The device comes preloaded with 10 ppm and 15 ppm low/high settings, which can be adjusted to whatever levels you need to test for. One interesting feature to note is that the low alarm is quite distinct from the high alarm. The low alarm will create one beep, flash, and vibration per second. For high alarm conditions, all of those rates double.
Build & Features
BW Technologies’ detector monitors maximum gas exposure as well as the amount of time exposed to that gas over the past 24 hours, and that data is retained for the 10 most recent exposure events. For added connectivity, you’ll find your data can be transmitted through an infrared sensor to a thermal printer, or connected through USB adapter to your computer.
To help guarantee accurate performance, this detector tests its own lithium battery every two hours. The LCD prompts you to start a full function test every day. That self-test prompts the device to check its circuitry, sensor, and battery. And for safety, the detector will shut off after five battery failures, or three test failures.
This kit includes a back-mounted alligator clip, ideal for attaching the detector to a boot, lapel, or elsewhere on the body. The audible alarm is a fairly loud 95 dB, and the 3.2 x 2.0 x 1.1-inch build keeps this device highly portable while weighing just under three ounces.
Choosing Between 3 Portable Hydrogen Sulfide Monitors
If you’re looking for a long-lasting and accurate personal safety device, and you don’t mind doing your own calibrations, then you want the T40 Rattler.

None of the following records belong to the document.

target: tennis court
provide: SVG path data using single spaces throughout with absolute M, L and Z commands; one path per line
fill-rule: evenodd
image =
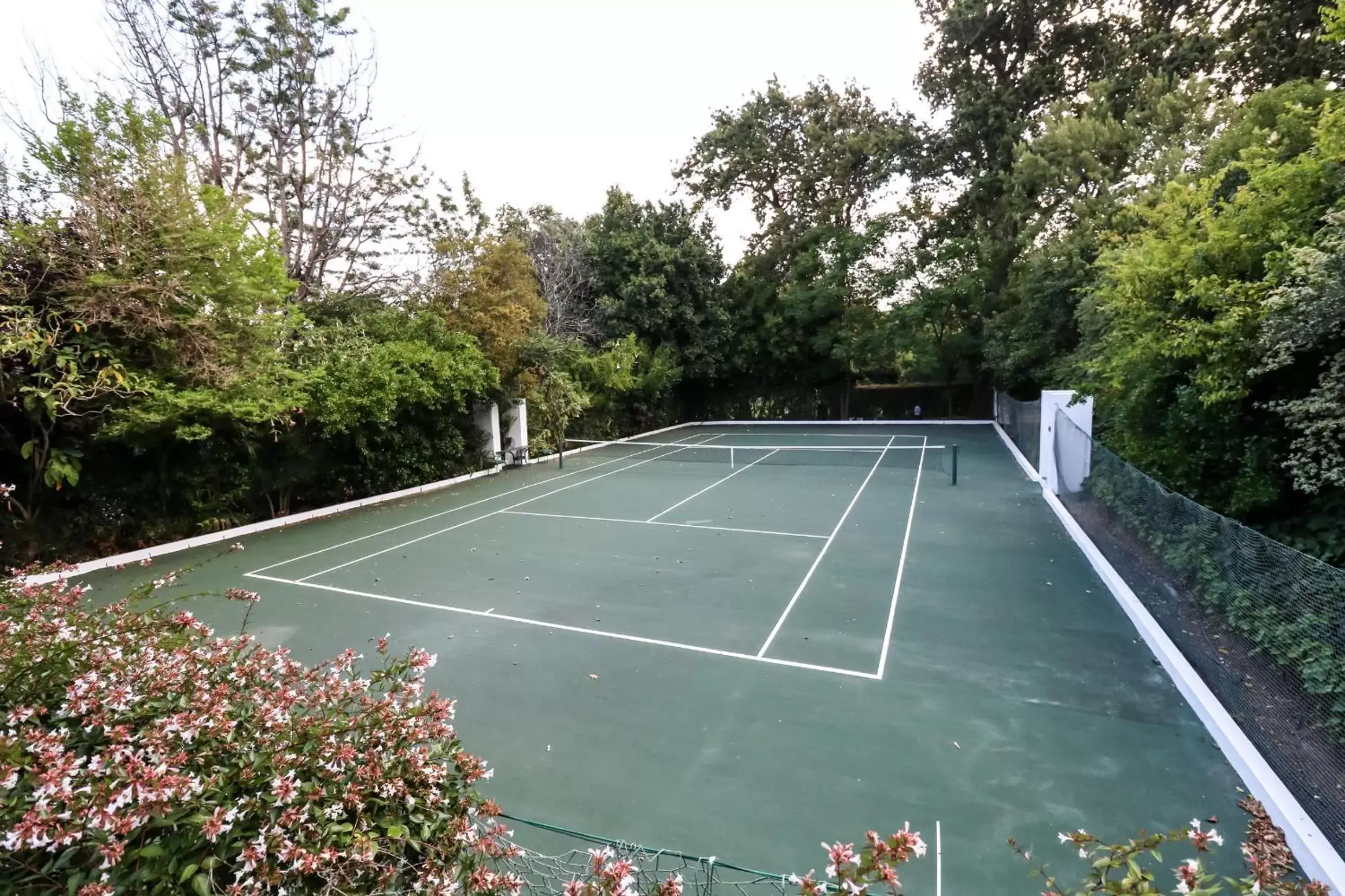
M 438 653 L 515 815 L 800 873 L 909 819 L 940 853 L 909 892 L 950 893 L 1040 892 L 1009 837 L 1239 823 L 990 426 L 687 426 L 242 541 L 153 572 L 260 591 L 249 629 L 300 658 Z

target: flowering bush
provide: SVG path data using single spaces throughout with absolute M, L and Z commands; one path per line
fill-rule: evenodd
M 518 896 L 519 848 L 499 806 L 472 790 L 491 770 L 461 748 L 453 701 L 425 693 L 432 654 L 393 656 L 385 635 L 378 668 L 360 677 L 352 650 L 309 669 L 246 634 L 211 637 L 175 600 L 132 609 L 175 579 L 102 607 L 66 582 L 0 582 L 5 892 Z M 257 600 L 243 588 L 223 596 Z M 1198 857 L 1224 841 L 1198 819 L 1112 845 L 1061 833 L 1089 862 L 1076 889 L 1034 872 L 1044 896 L 1163 892 L 1153 865 L 1177 842 L 1197 857 L 1170 872 L 1171 892 L 1325 896 L 1321 884 L 1289 880 L 1283 837 L 1251 802 L 1241 879 L 1206 870 Z M 886 838 L 869 832 L 859 850 L 822 846 L 826 879 L 790 879 L 800 896 L 894 896 L 898 869 L 928 852 L 909 823 Z M 682 896 L 681 875 L 642 893 L 639 870 L 611 848 L 590 849 L 584 873 L 554 889 Z
M 148 598 L 0 583 L 0 880 L 8 892 L 516 893 L 491 775 L 434 657 L 304 668 Z M 227 598 L 257 595 L 231 588 Z

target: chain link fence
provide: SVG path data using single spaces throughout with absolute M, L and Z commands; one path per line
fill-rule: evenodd
M 1061 502 L 1345 852 L 1345 570 L 1171 492 L 1063 411 L 1053 447 Z
M 995 422 L 1018 446 L 1032 469 L 1041 469 L 1041 400 L 1020 402 L 995 392 Z

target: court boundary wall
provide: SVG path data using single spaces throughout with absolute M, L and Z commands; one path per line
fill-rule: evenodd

Sometimes even loud alarms aren’t enough to catch someone’s attention. Noisy work environments often demand hearing protection, which makes vibration a safety feature that can’t be underestimated. It’s highly portable, safe, and a relatively inexpensive solution to a dangerous problem.
If you don’t want to have to think about calibration and maintenance, then you want the BW Technologies HS2 monitor. It’s build with industrial settings in mind, and provides all the necessary accuracy, portability, and alarms necessary for those environments. After two years you’ll need to replace the device, but you won’t have to worry about trying to train someone to calibrate a monitor. This monitor is ideal for tanneries, paper mills, petroleum refineries, and other places where portable H2S monitoring needs to be consistently taken seriously.
And if you’re looking for portable H2S testing for extremely high gas levels, or other testing that doesn’t involve personal safety, then you want Sensorcon’s H2S detector. Sensorcon is also the go-to choice for most applications involving water. The only considerable drawback to its immense 0-200 ppm testing range is you’ll have to calibrate the device twice per year.